PLANT-BASED MEDICINE

A chemical in marijuana can treat a devastating form of epilepsy

Obsession
Life as Laboratory
Obsession
Life as Laboratory

Doctors who treat Dravet syndrome can’t stop their patients’ seizures—but a chemical in weed may help.

Dravet syndrome is a rare, genetic form of epilepsy that affects less than one in 16,000 children. It’s diagnosed when infants who are perfectly healthy start having seizures around their first birthday. From there, doctors can prescribe medications that try to control recurrent seizures that take over the entire body. Even with treatment, though, patients have seizures several times a month for the rest of their lives. Most patients don’t reach adulthood, often as a result of sudden unexpected death in epilepsy; most adults with the condition can’t live independently.

In a clinical trial published May 24 in the New England Journal of Medicine, researchers at New York University Langone Medical Center found that cannabidiol, one of many active compounds found in the marijuana plant, can reduce the number of seizures Dravet syndrome patients. In a double-blind study on children with Dravet aged 2 to 18 in the US and Europe, cannabidiol cut the number of seizures in half in about 40% of patients—and even eliminated them in some cases.

Seizures are an out-of-control surge of activity in the brain. There are many types of seizures; Dravet syndrome frequently causes grand mal seizures, which can induce a total loss of body control. These seizures can last for more than 30 minutes at a time, and damage the brain, and lead to further health complications. Reducing the number of seizures could mean extending the lives of children with Dravet syndrome.

For their work, the researchers identified 120 children and teens across 23 different locations in the US and Europe who have Dravet syndrome. Over a period of 14 weeks, all children were given a shot of either cannabidiol or a placebo in addition to their regular medicine. Neither doctors nor patients knew what they were receiving. At the end of the trial period, the median number of seizures decreased from roughly 12 to six seizures per month in patients who received cannabidiol. In three patients, seizures stopped completely. The control group experienced roughly 14 seizures per month, both before and throughout the study.

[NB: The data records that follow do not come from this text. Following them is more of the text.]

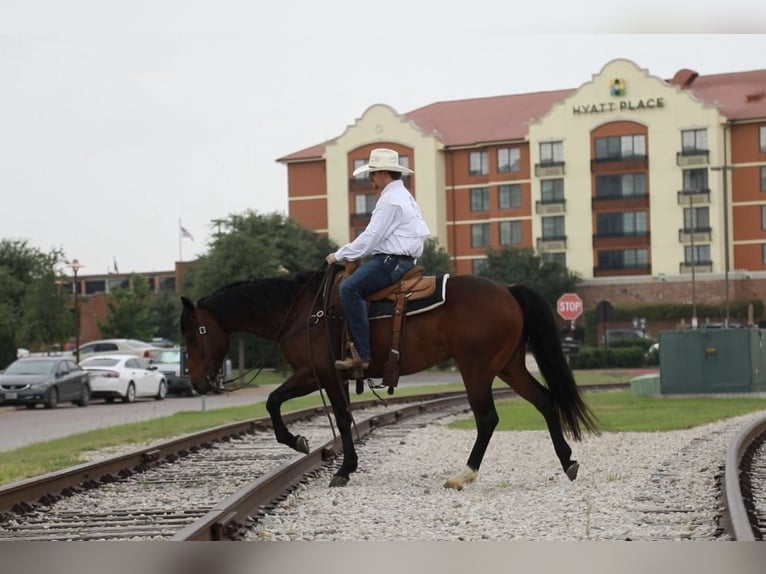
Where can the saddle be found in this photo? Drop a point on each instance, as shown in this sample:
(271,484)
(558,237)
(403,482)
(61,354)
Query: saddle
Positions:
(412,286)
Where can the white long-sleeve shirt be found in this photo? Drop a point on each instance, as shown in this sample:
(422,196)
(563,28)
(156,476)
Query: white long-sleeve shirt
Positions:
(396,227)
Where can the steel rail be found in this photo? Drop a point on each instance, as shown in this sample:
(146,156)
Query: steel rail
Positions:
(738,519)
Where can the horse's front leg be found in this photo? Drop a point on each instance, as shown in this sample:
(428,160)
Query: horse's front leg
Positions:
(297,385)
(339,398)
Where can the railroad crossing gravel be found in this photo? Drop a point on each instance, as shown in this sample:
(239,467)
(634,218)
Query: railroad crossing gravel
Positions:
(631,486)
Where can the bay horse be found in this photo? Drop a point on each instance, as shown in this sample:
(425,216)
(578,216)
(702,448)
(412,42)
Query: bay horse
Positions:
(483,325)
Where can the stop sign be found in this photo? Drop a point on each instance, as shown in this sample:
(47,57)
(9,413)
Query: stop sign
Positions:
(569,306)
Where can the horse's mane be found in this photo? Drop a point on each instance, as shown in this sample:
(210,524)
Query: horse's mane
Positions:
(267,293)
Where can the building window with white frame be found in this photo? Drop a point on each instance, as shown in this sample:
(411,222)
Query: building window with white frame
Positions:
(357,164)
(364,203)
(509,196)
(478,163)
(693,141)
(553,228)
(552,190)
(508,159)
(510,233)
(479,266)
(551,153)
(480,199)
(480,235)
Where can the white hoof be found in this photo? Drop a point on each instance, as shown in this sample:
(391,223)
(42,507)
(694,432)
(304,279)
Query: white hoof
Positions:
(459,480)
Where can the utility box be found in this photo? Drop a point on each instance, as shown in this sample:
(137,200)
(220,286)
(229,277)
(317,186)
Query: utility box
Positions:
(712,361)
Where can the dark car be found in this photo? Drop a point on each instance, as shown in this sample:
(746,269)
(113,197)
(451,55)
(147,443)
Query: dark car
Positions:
(46,380)
(169,363)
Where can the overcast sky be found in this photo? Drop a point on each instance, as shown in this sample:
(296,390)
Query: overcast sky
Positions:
(117,119)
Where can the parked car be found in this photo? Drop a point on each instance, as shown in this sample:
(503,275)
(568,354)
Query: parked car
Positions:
(123,346)
(46,380)
(124,377)
(169,363)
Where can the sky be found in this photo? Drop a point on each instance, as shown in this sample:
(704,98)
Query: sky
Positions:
(118,120)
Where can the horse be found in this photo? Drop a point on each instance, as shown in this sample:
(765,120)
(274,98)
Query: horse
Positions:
(484,325)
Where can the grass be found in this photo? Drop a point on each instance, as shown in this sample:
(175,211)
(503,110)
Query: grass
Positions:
(617,411)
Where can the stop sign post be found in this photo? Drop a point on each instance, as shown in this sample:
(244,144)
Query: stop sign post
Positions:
(569,306)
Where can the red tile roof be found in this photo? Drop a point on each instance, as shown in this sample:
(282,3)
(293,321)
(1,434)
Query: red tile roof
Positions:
(739,95)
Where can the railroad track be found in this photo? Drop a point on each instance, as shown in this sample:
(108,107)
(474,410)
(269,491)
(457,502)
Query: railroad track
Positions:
(744,484)
(227,474)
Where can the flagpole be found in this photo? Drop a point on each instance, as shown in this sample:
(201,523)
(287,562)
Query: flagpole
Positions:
(180,241)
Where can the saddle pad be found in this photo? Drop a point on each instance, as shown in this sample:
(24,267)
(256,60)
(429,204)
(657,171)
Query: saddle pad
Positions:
(385,307)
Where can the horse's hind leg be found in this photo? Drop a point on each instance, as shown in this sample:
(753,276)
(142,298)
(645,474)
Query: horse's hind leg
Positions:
(479,391)
(297,385)
(527,387)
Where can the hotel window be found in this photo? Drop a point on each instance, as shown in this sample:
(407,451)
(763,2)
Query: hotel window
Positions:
(697,219)
(624,259)
(693,140)
(695,180)
(700,254)
(621,147)
(510,233)
(551,153)
(478,163)
(617,186)
(479,266)
(553,228)
(509,196)
(480,235)
(552,190)
(559,257)
(622,224)
(480,199)
(508,159)
(364,203)
(357,164)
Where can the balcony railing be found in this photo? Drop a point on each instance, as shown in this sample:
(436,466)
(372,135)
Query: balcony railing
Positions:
(695,196)
(701,234)
(550,168)
(556,243)
(550,206)
(699,267)
(693,156)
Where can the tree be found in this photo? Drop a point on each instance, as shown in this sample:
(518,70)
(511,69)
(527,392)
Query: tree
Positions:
(253,245)
(128,313)
(549,278)
(435,258)
(26,275)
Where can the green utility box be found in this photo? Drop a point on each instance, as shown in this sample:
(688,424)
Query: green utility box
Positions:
(712,361)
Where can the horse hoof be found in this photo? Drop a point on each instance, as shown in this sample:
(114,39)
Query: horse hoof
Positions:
(302,444)
(338,480)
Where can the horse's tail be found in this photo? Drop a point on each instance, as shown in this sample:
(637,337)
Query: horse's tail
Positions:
(542,333)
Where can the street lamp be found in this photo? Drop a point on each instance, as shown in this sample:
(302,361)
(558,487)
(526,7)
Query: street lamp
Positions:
(75,265)
(724,169)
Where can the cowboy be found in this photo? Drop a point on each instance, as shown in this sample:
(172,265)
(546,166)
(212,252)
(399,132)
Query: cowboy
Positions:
(392,240)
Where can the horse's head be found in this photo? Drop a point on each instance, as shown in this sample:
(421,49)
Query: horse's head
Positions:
(206,346)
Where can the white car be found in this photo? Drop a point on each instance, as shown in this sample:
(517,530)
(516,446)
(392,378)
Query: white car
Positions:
(124,377)
(121,346)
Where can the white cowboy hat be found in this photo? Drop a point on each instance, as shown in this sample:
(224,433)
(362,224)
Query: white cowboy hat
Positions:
(383,159)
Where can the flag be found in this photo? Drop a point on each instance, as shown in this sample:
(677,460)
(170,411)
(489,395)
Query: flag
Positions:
(185,233)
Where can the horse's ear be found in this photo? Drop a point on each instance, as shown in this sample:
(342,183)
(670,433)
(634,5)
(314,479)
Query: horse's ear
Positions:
(187,303)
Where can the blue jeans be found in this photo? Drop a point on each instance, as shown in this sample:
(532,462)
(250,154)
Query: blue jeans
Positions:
(380,271)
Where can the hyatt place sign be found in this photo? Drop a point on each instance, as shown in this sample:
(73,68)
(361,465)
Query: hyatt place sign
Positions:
(624,105)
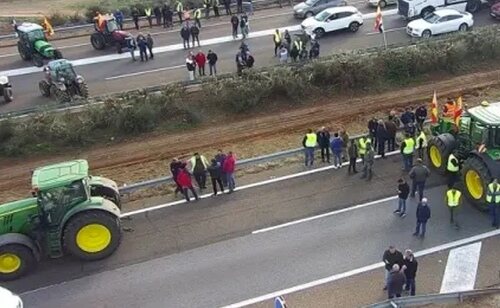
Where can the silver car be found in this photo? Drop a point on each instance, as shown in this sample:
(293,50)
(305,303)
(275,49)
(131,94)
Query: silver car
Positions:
(310,8)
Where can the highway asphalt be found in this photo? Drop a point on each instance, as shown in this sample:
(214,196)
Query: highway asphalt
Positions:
(119,75)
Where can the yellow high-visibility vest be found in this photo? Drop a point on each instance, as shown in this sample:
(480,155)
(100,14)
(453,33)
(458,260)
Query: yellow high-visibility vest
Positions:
(450,167)
(453,197)
(409,146)
(493,190)
(311,140)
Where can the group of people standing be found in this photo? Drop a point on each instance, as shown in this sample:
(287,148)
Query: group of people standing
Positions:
(221,170)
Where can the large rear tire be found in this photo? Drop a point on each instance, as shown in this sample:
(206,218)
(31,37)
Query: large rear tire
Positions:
(475,178)
(438,150)
(16,260)
(92,235)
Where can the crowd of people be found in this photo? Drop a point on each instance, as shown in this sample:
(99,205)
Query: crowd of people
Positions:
(221,169)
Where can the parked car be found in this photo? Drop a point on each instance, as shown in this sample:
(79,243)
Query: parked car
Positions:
(440,22)
(310,8)
(383,3)
(333,19)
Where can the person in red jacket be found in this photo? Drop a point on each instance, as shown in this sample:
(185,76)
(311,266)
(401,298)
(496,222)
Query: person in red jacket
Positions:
(184,181)
(200,59)
(228,168)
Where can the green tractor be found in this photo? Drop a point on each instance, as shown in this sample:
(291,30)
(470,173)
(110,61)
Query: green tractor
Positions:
(33,45)
(70,213)
(476,143)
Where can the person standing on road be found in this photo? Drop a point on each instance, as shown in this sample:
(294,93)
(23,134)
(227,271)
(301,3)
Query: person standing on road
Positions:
(407,149)
(184,180)
(453,201)
(403,192)
(215,171)
(336,146)
(391,257)
(212,61)
(149,43)
(493,200)
(234,24)
(352,151)
(309,143)
(369,159)
(324,144)
(195,32)
(423,215)
(185,34)
(410,267)
(199,166)
(229,168)
(419,174)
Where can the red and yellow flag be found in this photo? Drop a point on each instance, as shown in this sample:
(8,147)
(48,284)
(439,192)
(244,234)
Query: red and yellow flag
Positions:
(47,26)
(434,109)
(458,111)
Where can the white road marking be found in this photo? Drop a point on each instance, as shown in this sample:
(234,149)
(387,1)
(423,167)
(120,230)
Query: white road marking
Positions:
(248,186)
(348,209)
(461,269)
(361,270)
(174,47)
(145,72)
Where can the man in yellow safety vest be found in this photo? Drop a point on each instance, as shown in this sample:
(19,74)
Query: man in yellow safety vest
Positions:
(407,150)
(309,144)
(453,201)
(493,200)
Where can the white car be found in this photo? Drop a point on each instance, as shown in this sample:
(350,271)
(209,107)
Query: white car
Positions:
(439,22)
(333,19)
(9,299)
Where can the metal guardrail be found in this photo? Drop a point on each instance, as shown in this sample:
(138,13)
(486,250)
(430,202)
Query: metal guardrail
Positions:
(413,301)
(91,25)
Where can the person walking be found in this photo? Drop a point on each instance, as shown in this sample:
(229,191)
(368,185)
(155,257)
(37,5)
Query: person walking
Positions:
(391,257)
(195,32)
(234,24)
(186,35)
(324,144)
(403,192)
(453,201)
(410,266)
(199,166)
(336,145)
(493,200)
(352,151)
(201,60)
(309,143)
(421,144)
(212,61)
(395,282)
(419,174)
(407,149)
(229,168)
(277,39)
(149,44)
(369,159)
(453,169)
(423,215)
(142,44)
(215,171)
(184,180)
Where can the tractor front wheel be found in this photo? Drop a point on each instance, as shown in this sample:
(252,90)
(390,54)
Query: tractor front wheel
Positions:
(475,177)
(92,235)
(16,260)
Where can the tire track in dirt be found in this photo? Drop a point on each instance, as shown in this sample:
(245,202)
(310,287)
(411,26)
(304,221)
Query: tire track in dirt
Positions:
(15,174)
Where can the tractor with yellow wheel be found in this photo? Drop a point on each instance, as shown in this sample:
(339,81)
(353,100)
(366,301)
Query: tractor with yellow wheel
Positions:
(476,143)
(70,212)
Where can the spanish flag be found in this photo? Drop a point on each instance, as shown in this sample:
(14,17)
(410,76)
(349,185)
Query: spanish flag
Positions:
(47,26)
(434,109)
(458,111)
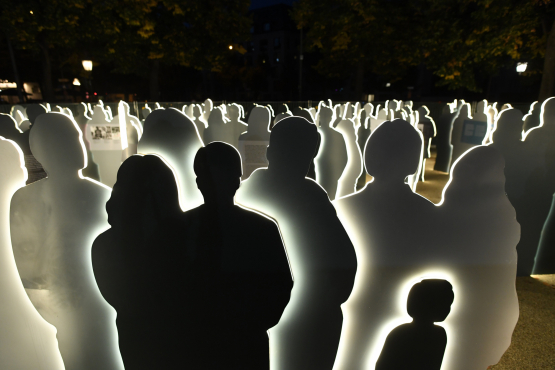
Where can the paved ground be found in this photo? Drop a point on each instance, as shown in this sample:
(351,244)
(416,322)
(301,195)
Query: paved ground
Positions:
(533,342)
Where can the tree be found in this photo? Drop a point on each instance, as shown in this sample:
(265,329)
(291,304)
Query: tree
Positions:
(44,27)
(454,39)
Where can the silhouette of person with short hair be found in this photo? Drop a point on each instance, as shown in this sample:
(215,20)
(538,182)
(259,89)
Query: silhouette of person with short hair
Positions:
(420,344)
(238,281)
(137,263)
(53,222)
(21,326)
(321,254)
(333,154)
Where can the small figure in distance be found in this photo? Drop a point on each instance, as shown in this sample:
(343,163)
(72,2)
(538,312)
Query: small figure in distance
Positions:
(238,282)
(420,344)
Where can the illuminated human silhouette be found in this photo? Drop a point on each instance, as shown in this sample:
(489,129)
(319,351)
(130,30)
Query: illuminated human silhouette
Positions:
(53,223)
(170,134)
(388,224)
(20,324)
(420,344)
(321,255)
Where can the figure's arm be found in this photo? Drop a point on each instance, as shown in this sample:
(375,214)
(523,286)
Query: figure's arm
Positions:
(27,235)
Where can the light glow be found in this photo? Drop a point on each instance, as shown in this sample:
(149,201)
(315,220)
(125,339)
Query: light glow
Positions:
(87,65)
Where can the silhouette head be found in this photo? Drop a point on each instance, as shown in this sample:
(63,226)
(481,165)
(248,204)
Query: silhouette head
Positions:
(509,126)
(57,143)
(430,300)
(145,191)
(35,110)
(234,112)
(218,169)
(293,144)
(393,151)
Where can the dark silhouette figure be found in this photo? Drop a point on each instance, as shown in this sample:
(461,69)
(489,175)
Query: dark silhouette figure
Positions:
(420,344)
(363,133)
(320,252)
(443,139)
(238,282)
(332,158)
(219,129)
(253,142)
(138,264)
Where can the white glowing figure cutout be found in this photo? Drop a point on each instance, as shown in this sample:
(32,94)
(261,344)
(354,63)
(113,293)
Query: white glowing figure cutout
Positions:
(71,210)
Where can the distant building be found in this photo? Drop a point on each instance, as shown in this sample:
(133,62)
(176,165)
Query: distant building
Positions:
(274,48)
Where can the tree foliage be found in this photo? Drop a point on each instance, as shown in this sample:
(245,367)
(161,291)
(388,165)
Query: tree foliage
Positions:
(455,39)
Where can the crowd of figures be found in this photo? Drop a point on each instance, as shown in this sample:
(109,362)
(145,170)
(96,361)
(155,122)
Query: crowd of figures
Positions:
(202,241)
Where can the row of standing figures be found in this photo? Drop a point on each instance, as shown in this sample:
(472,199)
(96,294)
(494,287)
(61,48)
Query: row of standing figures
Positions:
(262,273)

Cannabidiol is one of over 100 compounds found in marijuana. Its famous chemical cousin TCH is responsible for the characteristic high of weed. Cannabidiol doesn’t have the same mind-altering effects, although most children in the study receiving the chemical experienced other side effects, like vomiting and fevers. Eight had to drop out of as a result.

Researchers aren’t totally sure how it works to stop seizures just yet. Dravet syndrome causes some types of neurons to take in too much calcium. Normally, calcium helps neurons communicate with each other. Too much of it, though, causes these cells to go into overdrive, which leads to seizures. Orrin Devinsky, a neurologist and lead author of the paper, says that cannabidiol likely binds with these neurons and keeps them at a steady state by preventing them from taking up too much calcium.

Although it looks promising, cannabidiol is difficult to study in the US because marijuana is still classified as a schedule 1 drug (“no currently accepted medical use and a high potential for abuse”). Even chemicals found in the plant, like cannabidiol, are not easily accessible by US researchers. The formation of the drug used in this trial, called Epidiolex, was manufactured by GW Pharmaceuticals, based in the UK. They also funded the trial.